On the basis of the Bert model, the machine learning model CRF is adopted to replace the softmax output layer of the original Bert model, the Bert-CRF model is provided, and two entities, namely an equipment line and a manufacturer in the text of the fault defect of the power equipment, are extracted. In order to illustrate the effectiveness of the method, the results of extracting the two types of entities by using the CRF model and the Bert model independently are compared, and the experimental results of 3 models are shown in Table 2.
TABLE 2 comparison of the results
Figure BDA0003142082320000142
Figure BDA0003142082320000151
It can be easily found from table 2 that, compared with the CRF model and the Bert model, the Bert-CRF model has improved experimental results to some extent in both the line name entity and the manufacturer name entity. Wherein, the F1 value of the Bert-CRF model on the line name recognition is as high as 95.26%, 3.06% higher than that of the CRF model and 0.35% higher than that of the Bert model; the F1 value on the manufacturer name identification is as high as 94.46%, 4.66% higher than that of the CRF model and 0.55% higher than that of the Bert model. Experimental results show that the Bert-CRF model provided by the invention is effective in extracting two types of entities, namely a line name and a manufacturer name, in a power equipment fault defect text.

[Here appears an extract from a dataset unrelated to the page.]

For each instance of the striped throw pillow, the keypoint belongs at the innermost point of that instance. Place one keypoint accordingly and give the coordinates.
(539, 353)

In addition, in 3 types of models of CRF, Bert and Bert-CRF, the identification result of the line name is superior to that of the manufacturer name in 3 indexes of accuracy, recall rate and F1 value. Wherein, the CRF is respectively higher by 2.82%, 1.99% and 2.40%, the Bert model is respectively higher by 1.11%, 0.82% and 0.98%, and the Bert-CRF model is respectively higher by 0.79%, 0.80% and 0.80%. Through analyzing the fault defect text of the power equipment, the text characteristics of the line name are more obvious compared with the manufacturer name, and the model can learn the characteristics more easily, so that the identification effect of the line name is better than that of the manufacturer name when the two types of target entities are identified.
Through research and analysis on fault defect texts of the power equipment, 3 methods based on dictionary matching, LTP tools and Bert-CRF models are provided according to different characteristics of entities for extracting the entities with different characteristics, wherein 5 types of entities including equipment names, part names, fault types, fault grades and voltage grades are extracted by the method based on the dictionary matching, time entities are extracted by the method based on the LTP tools, and two types of entities including line names and manufacturer names are extracted by the model based on the Bert-CRF models. In the text record of the fault and defect of the power equipment marked by the invention, the results of 8 types of entities extracted by adopting the 3 methods are shown in table 3.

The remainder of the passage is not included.